Now if an application is a resource hog it is easy to just give it enough to make it run. That’s why each release of MS Office is slower and bigger than previous with marginal functional improvements. Same happened to web browsers and almost all desktop apps. Increase in speed & memory sizes mask the fact that today’s desktop apps are usually bloated and slow, but only to a certain degree. The subjective perception is that they work as fast as the previous generation and everyone accepts that – even though everything should run way faster considering how much the machines this software runs on improved.

Clusters and now cloud computing made it an easy solution for server-based software too – and that’s what web apps are apart from the UI. You can throw a whole bunch of servers on the problem and forget about optimization. And this works, also economically. Sites still make profit on mediocre codebases, because the computing power is cheap and because usually very little depends on web apps. If they break or run slow no one dies and nothing of importance is lost – the impact of low quality is not easily seen. So, there is no economic incentive to improve.
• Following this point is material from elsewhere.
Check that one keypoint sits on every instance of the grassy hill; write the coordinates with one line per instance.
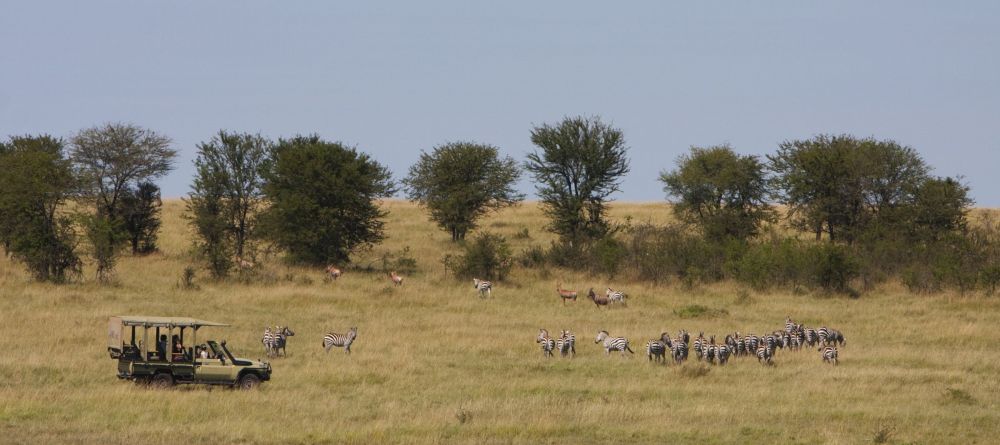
(434, 363)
This and overall acceptance of software as buggy (effect of customers being trained for decades to accept dismally poor software from Microsoft) causes buyers of software products to accept low quality as the norm. They learned to live with it and it takes some effort to bring quality into their prospective at all. In fact, I think even some of our clients don’t appreciate all the effort we put into optimization and testing because they don’t see benefits of having a piece of web software that is robust and scalable.

Second, I think many of the web applications today are created by people with little or no education (formal or otherwise) in computer science as such. I think many of “cool web 2.0 kids” have no idea how the computers they use really work inside. I don’t think many of them know for example what preemptive time sharing is let alone are able to calculate the computational cost of the algorithms they use (if they know this difficult word with Greek roots). Very few know and understand the operating systems they use or ever heard of highly available design and other such practices.

Tim O’Reily’s predicted in late 90-ies that easy web technologies (which back then meant PHP and early CMSes) will allow people with little or no technical knowledge to express themselves on the web. And indeed they do – but much of this “creative expression” is, well, crappy software.

All this means that despite everyone saying a lot about quality there is very little push to actually deliver it in web apps. In fact, quality is squeezed out of prospective from both sides. Client’s don’t care for it when they order their web apps and developers frequently don’t have the knowledge necessary to deliver it.

The upside is that this will change as more and more will depend on IT systems that are based on web technology. Crashes, data loss or hour-long “scheduled downtimes” (like Twitter’s) won’t be acceptable. And also the buyers will with time bear the cost of neglecting the quality from the start and – learning from their mistakes – will insist on it in their next project. Which is great news for us, because we already have the knowledge and practices in place to deliver web apps that are also good software. In the meantime we have to keep on educating people that even in web apps quality counts.